EgoMe: A New Dataset and Challenge for Following Me via Egocentric View in Real World

TL;DR

EgoMe introduces a large-scale egocentric dataset that records imitator-centered data paired with exocentric observations to model human imitation learning in real-world settings. It enriches the data with eye gaze and IMU signals, plus coarse and fine language annotations and imitative verification, enabling cross-view analyses. The work defines a comprehensive benchmark suite—covering exo-ego retrieval, gaze prediction, imitative assessment, reorganization, and both coarse and fine-level understanding—that demonstrates the dataset's potential to advance embodied intelligence and robot learning from observation to imitation.
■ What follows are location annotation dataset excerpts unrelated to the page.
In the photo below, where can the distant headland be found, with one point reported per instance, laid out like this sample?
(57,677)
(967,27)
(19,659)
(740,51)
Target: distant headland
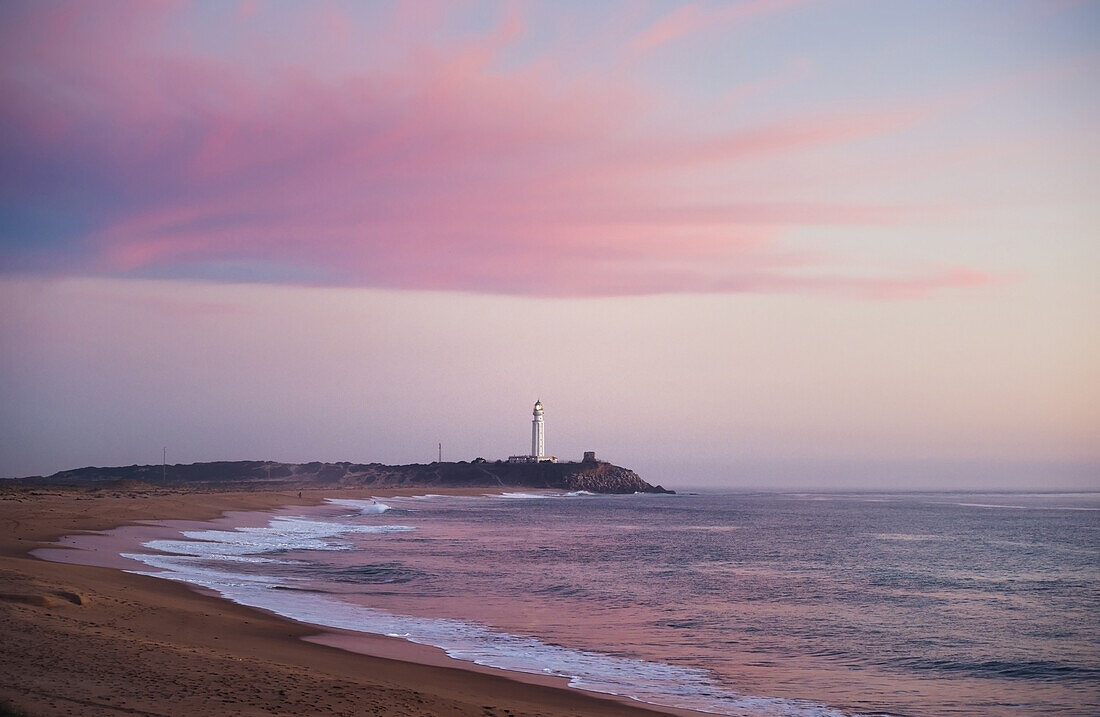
(591,474)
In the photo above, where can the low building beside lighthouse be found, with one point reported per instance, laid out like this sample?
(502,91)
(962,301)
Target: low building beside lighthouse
(538,440)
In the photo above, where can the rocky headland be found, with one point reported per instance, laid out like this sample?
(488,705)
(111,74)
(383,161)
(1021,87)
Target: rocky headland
(595,476)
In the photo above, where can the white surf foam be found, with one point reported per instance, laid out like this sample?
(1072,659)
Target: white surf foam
(365,507)
(205,559)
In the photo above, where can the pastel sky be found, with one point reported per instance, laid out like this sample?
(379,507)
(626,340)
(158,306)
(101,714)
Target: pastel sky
(768,243)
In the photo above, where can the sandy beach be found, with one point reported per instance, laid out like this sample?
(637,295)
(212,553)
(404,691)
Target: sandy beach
(87,640)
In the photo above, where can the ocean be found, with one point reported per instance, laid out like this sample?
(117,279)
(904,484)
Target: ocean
(734,604)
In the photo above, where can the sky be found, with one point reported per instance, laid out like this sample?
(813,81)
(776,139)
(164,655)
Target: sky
(791,244)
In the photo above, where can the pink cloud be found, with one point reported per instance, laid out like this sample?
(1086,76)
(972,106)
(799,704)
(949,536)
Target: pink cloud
(440,172)
(696,17)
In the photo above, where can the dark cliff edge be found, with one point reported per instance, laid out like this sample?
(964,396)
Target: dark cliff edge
(594,476)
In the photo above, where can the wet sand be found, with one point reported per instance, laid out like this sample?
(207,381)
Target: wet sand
(89,640)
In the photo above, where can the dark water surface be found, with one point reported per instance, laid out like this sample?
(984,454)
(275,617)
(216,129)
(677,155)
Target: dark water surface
(763,604)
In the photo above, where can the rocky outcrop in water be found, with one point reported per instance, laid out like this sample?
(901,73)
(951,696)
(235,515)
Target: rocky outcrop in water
(595,476)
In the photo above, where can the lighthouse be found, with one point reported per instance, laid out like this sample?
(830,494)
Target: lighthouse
(538,432)
(538,453)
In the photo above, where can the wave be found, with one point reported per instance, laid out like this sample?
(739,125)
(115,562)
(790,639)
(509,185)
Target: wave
(282,535)
(645,681)
(204,558)
(364,507)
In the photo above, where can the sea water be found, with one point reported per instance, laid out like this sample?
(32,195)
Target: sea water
(736,604)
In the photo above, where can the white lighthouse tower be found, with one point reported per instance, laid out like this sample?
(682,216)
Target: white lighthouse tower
(538,432)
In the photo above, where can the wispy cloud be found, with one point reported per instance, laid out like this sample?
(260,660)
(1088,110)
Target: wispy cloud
(441,171)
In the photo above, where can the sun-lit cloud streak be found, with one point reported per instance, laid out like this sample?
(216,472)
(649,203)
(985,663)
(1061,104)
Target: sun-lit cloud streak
(441,172)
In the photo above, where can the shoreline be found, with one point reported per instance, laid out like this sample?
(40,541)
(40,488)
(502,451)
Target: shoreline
(57,613)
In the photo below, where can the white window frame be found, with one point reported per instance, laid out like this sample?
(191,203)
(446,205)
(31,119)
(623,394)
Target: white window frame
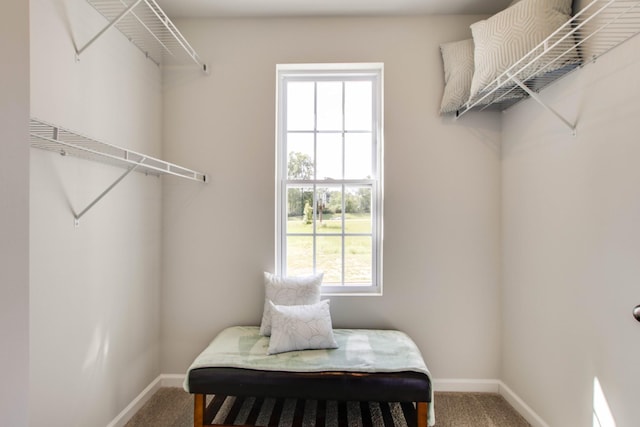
(318,72)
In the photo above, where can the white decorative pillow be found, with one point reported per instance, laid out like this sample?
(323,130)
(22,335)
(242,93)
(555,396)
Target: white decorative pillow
(457,58)
(301,327)
(507,36)
(291,290)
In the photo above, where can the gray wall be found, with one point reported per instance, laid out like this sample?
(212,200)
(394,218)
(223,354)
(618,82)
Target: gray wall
(571,244)
(441,201)
(14,213)
(94,303)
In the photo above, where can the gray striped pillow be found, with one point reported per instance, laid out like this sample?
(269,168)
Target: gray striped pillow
(457,58)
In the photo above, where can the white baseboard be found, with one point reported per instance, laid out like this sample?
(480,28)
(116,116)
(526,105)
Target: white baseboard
(442,385)
(466,385)
(522,408)
(163,380)
(490,386)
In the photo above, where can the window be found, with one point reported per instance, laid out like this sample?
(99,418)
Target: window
(329,175)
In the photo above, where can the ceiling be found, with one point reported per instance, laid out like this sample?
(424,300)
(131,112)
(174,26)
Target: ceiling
(273,8)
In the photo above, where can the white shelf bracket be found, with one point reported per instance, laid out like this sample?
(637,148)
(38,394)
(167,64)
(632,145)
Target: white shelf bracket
(109,26)
(539,100)
(104,193)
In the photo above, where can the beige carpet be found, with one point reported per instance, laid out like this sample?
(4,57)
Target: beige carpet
(173,407)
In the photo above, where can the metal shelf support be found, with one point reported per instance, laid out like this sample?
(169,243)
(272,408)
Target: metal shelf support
(109,26)
(539,100)
(56,139)
(146,25)
(601,25)
(104,193)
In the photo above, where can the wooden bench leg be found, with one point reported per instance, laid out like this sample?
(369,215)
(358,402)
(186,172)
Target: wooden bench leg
(422,412)
(199,403)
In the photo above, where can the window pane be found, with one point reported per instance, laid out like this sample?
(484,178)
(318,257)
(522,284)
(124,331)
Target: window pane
(300,156)
(329,215)
(329,160)
(358,209)
(300,110)
(358,256)
(299,255)
(299,209)
(329,106)
(329,259)
(358,105)
(357,155)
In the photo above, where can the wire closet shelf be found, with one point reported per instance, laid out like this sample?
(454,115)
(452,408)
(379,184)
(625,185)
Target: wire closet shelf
(146,25)
(591,32)
(49,137)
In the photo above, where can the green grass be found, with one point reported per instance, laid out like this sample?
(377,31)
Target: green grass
(329,248)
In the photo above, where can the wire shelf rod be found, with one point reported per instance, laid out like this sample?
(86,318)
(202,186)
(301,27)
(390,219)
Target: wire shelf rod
(593,31)
(146,25)
(54,138)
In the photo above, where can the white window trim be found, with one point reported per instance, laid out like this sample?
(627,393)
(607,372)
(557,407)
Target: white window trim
(288,71)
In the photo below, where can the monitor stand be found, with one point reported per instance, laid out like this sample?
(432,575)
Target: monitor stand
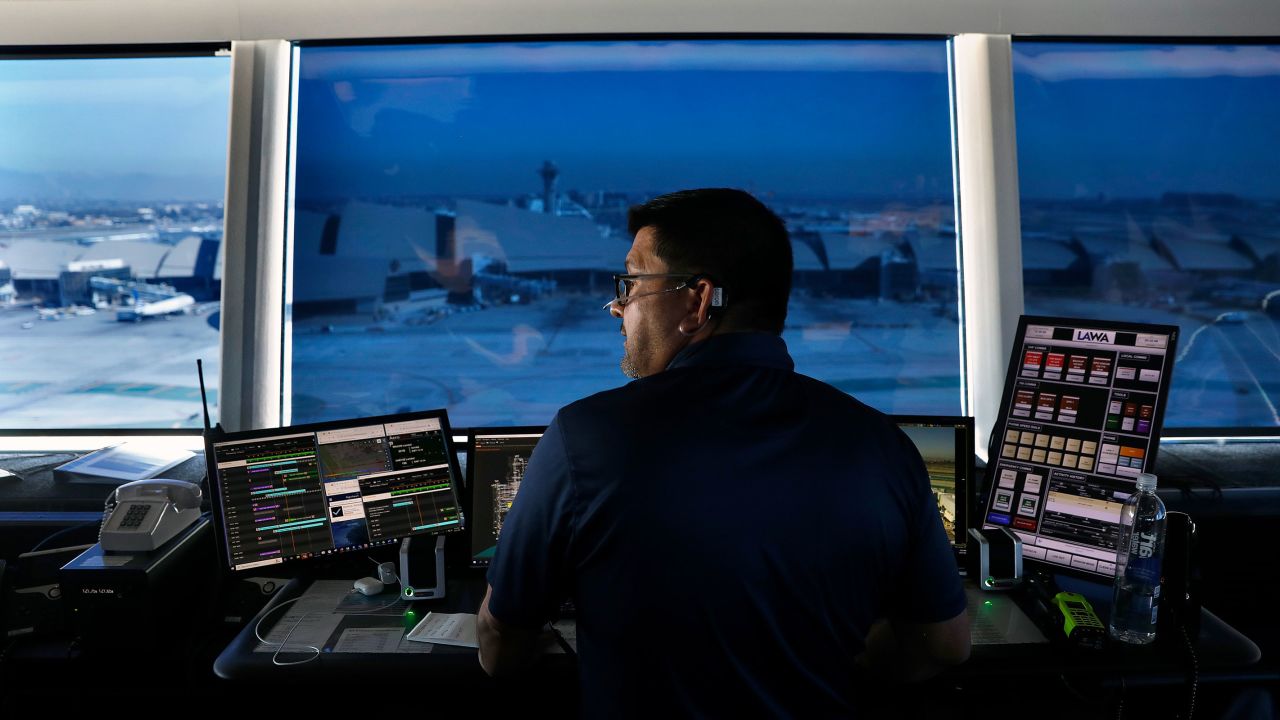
(414,592)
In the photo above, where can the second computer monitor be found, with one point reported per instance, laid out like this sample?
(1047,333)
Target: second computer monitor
(496,466)
(946,446)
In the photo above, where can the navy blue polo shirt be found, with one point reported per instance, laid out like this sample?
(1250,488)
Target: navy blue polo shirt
(728,531)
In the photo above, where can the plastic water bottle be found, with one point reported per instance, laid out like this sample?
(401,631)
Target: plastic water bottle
(1138,555)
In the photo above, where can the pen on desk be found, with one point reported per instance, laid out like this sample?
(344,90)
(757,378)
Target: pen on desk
(561,639)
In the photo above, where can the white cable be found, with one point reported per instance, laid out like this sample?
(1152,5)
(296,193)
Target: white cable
(279,646)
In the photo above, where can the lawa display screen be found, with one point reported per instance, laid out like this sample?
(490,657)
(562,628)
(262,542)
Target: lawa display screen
(1079,419)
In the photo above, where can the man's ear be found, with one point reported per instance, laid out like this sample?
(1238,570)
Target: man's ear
(702,308)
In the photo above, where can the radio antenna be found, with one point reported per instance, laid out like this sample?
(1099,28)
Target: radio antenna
(204,399)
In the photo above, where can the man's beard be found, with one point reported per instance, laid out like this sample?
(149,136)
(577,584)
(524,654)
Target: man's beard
(629,365)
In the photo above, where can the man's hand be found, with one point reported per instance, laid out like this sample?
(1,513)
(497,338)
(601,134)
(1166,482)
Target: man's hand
(915,651)
(503,648)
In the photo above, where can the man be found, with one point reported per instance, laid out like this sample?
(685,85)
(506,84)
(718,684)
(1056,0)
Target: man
(736,537)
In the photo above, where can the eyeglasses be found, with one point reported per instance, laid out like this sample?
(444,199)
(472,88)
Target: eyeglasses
(622,286)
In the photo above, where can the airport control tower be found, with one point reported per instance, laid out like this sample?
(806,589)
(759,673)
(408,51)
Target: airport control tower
(504,492)
(549,173)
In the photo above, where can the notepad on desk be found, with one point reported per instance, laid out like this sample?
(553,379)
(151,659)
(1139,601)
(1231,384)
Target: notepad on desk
(442,628)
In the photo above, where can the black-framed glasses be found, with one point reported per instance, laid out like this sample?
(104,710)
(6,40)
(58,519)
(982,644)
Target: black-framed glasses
(622,286)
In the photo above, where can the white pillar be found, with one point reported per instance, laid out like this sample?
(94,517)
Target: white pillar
(987,219)
(254,242)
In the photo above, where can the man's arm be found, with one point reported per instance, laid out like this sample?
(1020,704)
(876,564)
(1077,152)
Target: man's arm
(912,652)
(502,647)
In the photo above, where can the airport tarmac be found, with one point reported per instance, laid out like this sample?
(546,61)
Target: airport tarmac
(94,372)
(517,364)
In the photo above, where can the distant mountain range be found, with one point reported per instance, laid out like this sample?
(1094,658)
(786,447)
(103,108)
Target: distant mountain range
(32,187)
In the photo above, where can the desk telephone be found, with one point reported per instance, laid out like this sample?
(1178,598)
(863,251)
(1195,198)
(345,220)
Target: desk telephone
(146,514)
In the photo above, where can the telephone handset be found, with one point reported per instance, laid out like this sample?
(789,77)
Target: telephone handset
(146,514)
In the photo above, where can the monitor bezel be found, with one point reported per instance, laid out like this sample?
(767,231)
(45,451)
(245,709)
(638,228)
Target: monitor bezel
(964,484)
(1001,418)
(469,488)
(214,481)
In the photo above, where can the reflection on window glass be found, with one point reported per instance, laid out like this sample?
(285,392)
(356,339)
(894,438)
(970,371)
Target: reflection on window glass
(1151,191)
(460,210)
(112,182)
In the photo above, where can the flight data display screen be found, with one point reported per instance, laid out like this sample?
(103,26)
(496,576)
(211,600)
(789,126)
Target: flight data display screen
(946,447)
(494,470)
(302,493)
(1079,420)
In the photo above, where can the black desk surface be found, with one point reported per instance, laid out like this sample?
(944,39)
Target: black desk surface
(1221,652)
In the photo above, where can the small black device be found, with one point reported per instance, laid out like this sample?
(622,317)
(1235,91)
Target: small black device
(995,557)
(128,604)
(1180,577)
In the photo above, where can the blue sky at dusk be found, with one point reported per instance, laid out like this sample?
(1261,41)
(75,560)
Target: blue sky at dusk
(864,118)
(1137,121)
(821,118)
(94,127)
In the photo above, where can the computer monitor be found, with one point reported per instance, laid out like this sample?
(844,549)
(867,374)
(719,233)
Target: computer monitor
(946,446)
(323,488)
(1079,419)
(496,466)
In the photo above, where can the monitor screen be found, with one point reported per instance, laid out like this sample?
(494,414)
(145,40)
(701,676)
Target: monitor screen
(1079,419)
(496,465)
(946,446)
(306,491)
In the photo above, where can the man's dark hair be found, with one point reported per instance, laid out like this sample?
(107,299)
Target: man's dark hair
(732,237)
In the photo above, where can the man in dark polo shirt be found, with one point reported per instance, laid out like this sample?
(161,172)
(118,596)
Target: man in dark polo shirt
(737,538)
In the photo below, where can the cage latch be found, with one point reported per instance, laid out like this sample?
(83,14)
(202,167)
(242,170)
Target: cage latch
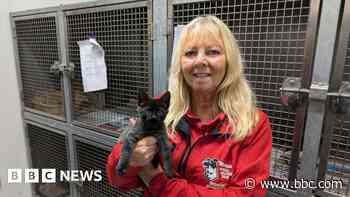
(57,67)
(340,100)
(292,95)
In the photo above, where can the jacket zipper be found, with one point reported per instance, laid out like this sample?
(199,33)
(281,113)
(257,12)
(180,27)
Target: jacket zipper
(184,159)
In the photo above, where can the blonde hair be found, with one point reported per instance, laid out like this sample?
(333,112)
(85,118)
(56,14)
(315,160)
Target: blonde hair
(235,97)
By providing strong baselines and a public resource, EgoMe aims to bridge gaps between exocentric perception, egocentric action, and cross-view imitation understanding with practical implications for real-world robotics and AR/VR systems.

Abstract

In human imitation learning, the imitator typically take the egocentric view as a benchmark, naturally transferring behaviors observed from an exocentric view to their owns, which provides inspiration for researching how robots can more effectively imitate human behavior. However, current research primarily focuses on the basic alignment issues of ego-exo data from different cameras, rather than collecting data from the imitator's perspective, which is inconsistent with the high-level cognitive process. To advance this research, we introduce a novel large-scale egocentric dataset, called EgoMe, which towards following the process of human imitation learning via the imitator's egocentric view in the real world. Our dataset includes 7902 paired exo-ego videos (totaling15804 videos) spanning diverse daily behaviors in various real-world scenarios. For each video pair, one video captures an exocentric view of the imitator observing the demonstrator's actions, while the other captures an egocentric view of the imitator subsequently following those actions. Notably, EgoMe uniquely incorporates exo-ego eye gaze, other multi-modal sensor IMU data and different-level annotations for assisting in establishing correlations between observing and imitating process. We further provide a suit of challenging benchmarks for fully leveraging this data resource and promoting the robot imitation learning research. Extensive analysis demonstrates significant advantages over existing datasets. Our EgoMe dataset and benchmarks are available at https://huggingface.co/datasets/HeqianQiu/EgoMe.

Paper Structure

This paper contains 16 sections, 10 figures, 14 tables.

Figures (10)

  • Figure 1: Our EgoMe dataset takes the egocentric view as a benchmark, following behaviors observed from a exocentric view to their own actions for exploring the process of human imitation learning in the real world.
  • Figure 2: Illustrative example in our EgoMe dataset. It includes eye gaze, action label, coarse/fine-level language annotations, and imitative verification annotation during the observing (exocentric) and following (egocentric) process.
  • Figure 3: Statistics of the proposed EgoMe dataset.
  • Figure 4: Overview of all baseline models for the proposed benchmarks.
  • Figure 5: Statistic of exocentric/egocentric video duration and correct/incorrect following video pairs.